|
|
di Giusi Mainardi |
Non credo che fra i termini della questione "il vino è
figlio della natura o della tecnica?" vi sia una vera opposizione.
Però è innegabile che attraverso i secoli, determinati
orientamenti del pensiero sociale abbiano condotto a costruire,
a trasmettere, a considerare valido questo dualismo.
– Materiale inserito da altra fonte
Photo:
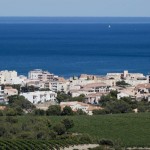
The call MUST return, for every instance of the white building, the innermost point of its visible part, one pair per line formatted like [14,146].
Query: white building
[9,91]
[75,106]
[40,96]
[1,95]
[39,74]
[6,76]
[11,77]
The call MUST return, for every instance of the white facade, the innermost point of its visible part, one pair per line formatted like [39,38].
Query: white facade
[1,95]
[6,76]
[9,91]
[120,95]
[40,96]
[38,74]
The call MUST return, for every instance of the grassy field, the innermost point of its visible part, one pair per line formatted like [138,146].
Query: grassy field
[130,129]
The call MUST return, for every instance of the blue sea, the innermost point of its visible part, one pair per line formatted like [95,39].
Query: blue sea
[71,48]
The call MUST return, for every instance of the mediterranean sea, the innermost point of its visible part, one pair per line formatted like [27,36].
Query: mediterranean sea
[68,49]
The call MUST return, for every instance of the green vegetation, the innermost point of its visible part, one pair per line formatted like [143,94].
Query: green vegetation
[63,97]
[131,129]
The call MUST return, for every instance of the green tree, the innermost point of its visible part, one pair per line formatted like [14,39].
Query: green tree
[68,123]
[10,112]
[59,128]
[67,111]
[63,97]
[39,112]
[17,100]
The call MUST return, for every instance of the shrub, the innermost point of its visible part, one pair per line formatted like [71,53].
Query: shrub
[39,112]
[2,131]
[1,113]
[106,142]
[68,123]
[11,119]
[67,111]
[85,139]
[59,128]
[54,110]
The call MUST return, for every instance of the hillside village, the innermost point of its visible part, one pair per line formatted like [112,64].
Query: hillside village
[44,87]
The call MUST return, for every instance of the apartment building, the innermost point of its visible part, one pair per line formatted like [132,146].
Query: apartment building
[39,74]
[40,96]
[2,99]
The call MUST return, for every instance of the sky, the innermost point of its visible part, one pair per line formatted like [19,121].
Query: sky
[75,8]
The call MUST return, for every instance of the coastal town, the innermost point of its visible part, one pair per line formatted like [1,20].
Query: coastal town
[44,87]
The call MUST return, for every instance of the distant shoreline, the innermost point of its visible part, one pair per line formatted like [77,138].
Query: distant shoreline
[42,19]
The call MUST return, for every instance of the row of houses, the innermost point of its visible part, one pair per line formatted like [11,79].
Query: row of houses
[92,86]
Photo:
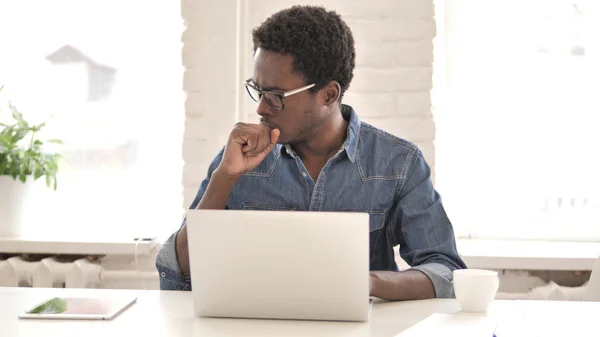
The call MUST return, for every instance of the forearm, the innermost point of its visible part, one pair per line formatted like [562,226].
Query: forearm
[401,286]
[216,197]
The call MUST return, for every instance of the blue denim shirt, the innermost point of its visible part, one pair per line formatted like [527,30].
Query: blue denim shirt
[374,172]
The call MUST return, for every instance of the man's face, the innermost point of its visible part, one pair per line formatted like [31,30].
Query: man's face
[301,113]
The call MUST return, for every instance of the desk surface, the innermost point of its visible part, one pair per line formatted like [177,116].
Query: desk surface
[170,314]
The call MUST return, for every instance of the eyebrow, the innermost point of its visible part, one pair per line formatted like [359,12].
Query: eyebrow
[271,88]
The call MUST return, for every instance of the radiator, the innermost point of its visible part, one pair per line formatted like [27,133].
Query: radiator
[82,272]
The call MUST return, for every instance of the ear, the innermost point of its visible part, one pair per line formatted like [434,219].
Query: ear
[332,92]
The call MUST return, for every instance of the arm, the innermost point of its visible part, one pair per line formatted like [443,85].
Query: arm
[217,193]
[426,240]
[173,258]
[248,145]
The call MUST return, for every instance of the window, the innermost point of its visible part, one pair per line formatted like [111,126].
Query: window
[110,73]
[517,118]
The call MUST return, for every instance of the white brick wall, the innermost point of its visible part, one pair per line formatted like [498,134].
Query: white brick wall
[391,87]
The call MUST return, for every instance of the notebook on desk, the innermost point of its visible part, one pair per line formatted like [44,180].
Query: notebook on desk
[80,308]
[279,265]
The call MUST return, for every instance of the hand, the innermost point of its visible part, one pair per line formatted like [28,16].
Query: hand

È una concezione che fa indubbiamente parte di un modo
di sentire a noi contemporaneo.
Il concetto di "naturale" per la stragrande maggioranza
identifica a livello immediato ciò che è buono,
genuino, spontaneo, idillico, amico. Lo sanno bene molte importanti
imprese industriali che nella loro pubblicità hanno investito
fior di miliardi sul concetto del "naturale" e del "ritorno
alla natura".
La "tecnica", invece, è percepita ampiamente
come il mondo della freddezza, del calcolo arido, quando addirittura
non è vista come un pericoloso insieme di sovrastrutture
che minacciano o soffocano le più vere espressioni dello
spirito umano.
La percezione che nasce sotto l'influenza di schemi banali, semplificati,
rigidamente confezionati e contrapposti, produce interpretazioni
che non portano molto lontano, né molto in profondità.
È di qui che nascono falsi dualismi ed erronee convinzioni.
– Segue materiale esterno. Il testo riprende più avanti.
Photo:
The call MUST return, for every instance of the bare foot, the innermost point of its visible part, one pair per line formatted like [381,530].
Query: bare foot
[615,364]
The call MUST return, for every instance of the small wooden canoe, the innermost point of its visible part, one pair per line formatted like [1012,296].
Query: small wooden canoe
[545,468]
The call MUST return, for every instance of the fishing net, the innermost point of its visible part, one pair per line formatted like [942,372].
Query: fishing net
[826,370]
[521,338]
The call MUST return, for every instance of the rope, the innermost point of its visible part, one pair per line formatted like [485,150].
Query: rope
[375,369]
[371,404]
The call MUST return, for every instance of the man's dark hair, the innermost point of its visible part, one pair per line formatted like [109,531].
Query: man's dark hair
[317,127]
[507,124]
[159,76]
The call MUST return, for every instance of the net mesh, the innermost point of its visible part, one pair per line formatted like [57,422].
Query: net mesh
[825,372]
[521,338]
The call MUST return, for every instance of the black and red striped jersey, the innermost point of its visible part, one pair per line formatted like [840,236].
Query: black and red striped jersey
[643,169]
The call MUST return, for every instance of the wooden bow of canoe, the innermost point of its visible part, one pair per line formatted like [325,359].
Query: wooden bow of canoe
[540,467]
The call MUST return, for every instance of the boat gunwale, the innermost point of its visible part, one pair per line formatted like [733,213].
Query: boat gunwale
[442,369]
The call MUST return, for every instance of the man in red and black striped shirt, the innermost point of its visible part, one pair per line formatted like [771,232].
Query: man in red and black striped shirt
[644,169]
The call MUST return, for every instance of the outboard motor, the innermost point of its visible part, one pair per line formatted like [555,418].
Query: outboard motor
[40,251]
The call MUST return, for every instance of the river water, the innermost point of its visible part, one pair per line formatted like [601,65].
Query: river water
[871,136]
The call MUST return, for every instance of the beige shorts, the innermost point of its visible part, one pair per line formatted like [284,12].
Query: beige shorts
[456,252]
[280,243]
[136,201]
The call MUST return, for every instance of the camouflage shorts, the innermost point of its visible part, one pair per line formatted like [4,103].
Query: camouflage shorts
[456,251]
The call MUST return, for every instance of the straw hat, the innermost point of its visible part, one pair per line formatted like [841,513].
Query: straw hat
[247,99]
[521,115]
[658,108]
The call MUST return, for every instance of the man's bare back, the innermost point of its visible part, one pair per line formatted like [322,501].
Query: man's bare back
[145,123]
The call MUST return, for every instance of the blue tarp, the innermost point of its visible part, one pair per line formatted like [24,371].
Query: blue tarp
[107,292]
Una di queste semplicistiche e diffuse convinzioni è che
il vino sia o natura o tecnica.
Si dà per scontato che un termine escluda l'altro. Peggio
ancora: il vino buono, genuino sta dalla parte della natura. Il
vino calcolato, costruito, "denaturalizzato" sta nella
sfera della tecnica.
Si tratta di un grande equivoco: il vino non rappresenta affatto
un terreno di scontro in questi termini. Al contrario, il vino
è un elemento che per eccellenza fonde la natura insieme
alla tecnica.
Tecnica, è una parola che deriva da "techne":
si tratta di un termine dell'antica lingua greca, che ha il significato
di destrezza, abilità, arte nel fare qualcosa.
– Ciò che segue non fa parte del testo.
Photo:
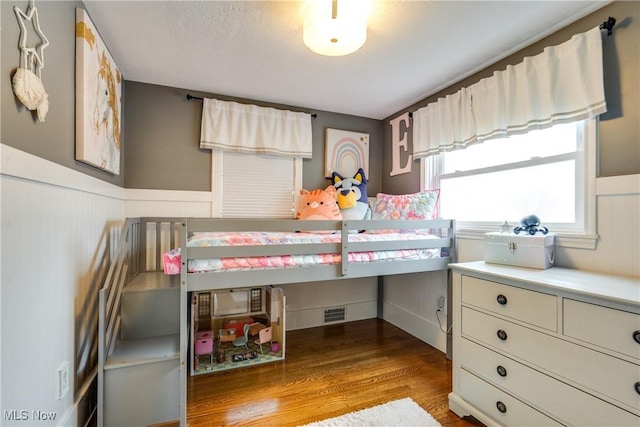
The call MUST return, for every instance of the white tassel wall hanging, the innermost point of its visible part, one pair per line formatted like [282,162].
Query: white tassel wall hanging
[27,80]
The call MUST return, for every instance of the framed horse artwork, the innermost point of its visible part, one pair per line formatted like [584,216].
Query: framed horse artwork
[98,99]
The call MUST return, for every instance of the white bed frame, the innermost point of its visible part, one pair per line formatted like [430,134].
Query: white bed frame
[136,288]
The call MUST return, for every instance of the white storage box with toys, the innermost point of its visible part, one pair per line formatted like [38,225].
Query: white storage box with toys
[521,250]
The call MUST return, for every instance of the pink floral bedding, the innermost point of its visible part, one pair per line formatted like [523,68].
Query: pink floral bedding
[287,261]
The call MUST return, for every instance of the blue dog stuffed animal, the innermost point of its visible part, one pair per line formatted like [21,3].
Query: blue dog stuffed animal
[352,195]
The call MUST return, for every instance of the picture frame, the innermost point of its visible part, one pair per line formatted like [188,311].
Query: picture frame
[346,152]
[98,99]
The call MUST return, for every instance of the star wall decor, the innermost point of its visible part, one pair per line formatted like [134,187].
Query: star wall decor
[27,82]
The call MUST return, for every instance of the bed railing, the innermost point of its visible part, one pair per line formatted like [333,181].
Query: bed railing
[123,268]
[131,257]
[443,229]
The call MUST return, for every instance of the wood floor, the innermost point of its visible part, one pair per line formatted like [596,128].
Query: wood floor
[328,371]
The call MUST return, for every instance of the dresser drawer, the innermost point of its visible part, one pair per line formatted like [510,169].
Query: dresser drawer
[501,406]
[612,329]
[535,308]
[603,374]
[565,403]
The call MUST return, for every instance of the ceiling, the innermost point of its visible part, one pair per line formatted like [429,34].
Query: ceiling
[254,49]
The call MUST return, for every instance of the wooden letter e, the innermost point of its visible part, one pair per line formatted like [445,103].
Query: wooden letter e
[399,142]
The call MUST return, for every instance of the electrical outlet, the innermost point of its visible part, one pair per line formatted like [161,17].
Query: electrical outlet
[64,380]
[442,304]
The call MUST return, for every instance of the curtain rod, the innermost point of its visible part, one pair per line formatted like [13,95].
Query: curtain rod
[197,98]
[608,25]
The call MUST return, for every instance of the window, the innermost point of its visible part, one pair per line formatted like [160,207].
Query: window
[254,186]
[550,173]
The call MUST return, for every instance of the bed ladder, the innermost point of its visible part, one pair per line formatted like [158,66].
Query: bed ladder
[138,337]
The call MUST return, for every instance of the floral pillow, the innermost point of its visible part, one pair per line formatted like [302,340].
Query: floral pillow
[421,205]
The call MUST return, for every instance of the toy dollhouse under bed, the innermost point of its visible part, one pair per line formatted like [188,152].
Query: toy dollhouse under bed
[222,307]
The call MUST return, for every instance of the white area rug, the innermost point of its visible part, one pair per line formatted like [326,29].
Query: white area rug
[404,412]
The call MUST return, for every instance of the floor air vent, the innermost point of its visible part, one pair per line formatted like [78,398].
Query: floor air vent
[334,314]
Nel mondo antico poteva avere un senso assolutamente positivo,
ma poteva avere anche il senso di astuzia, di artificio, di inganno
scaltro.
Sono in genere quelli che conoscono superficialmente il mondo
dell'enologia a percepire maggiormente questo aspetto negativo:
la tecnica come cosa arcana, difficile, che qualcuno è
in grado di usare per intervenire ingannevolmente sulla natura
del vino. Allora il "vino di una volta" prende un'aura
arcadica di paradiso perduto.
Chi invece ha una buona famigliarità con il settore enologico
sa bene quanto sia stato e quanto sia importante intervenire con
la tecnica sia nella vigna che in cantina per avere un prodotto
buono, sano, sicuro.
È vero che le tecniche di viticoltura, le tecniche di vinificazione,
il progresso delle macchine enologiche non hanno in sé
valenze univoche. La "techne" è infatti prerogativa
dell'ingegno umano e questo opera con fini e scopi diversi.
Se "techne" è arte di fare qualcosa, l'esperienza
e le conoscenze possono costantemente migliorare quest'arte.
La sua ottimale applicazione in campo enologico genera armonia
e non opposizione fra la natura del vino e la tecnica vitivinicola.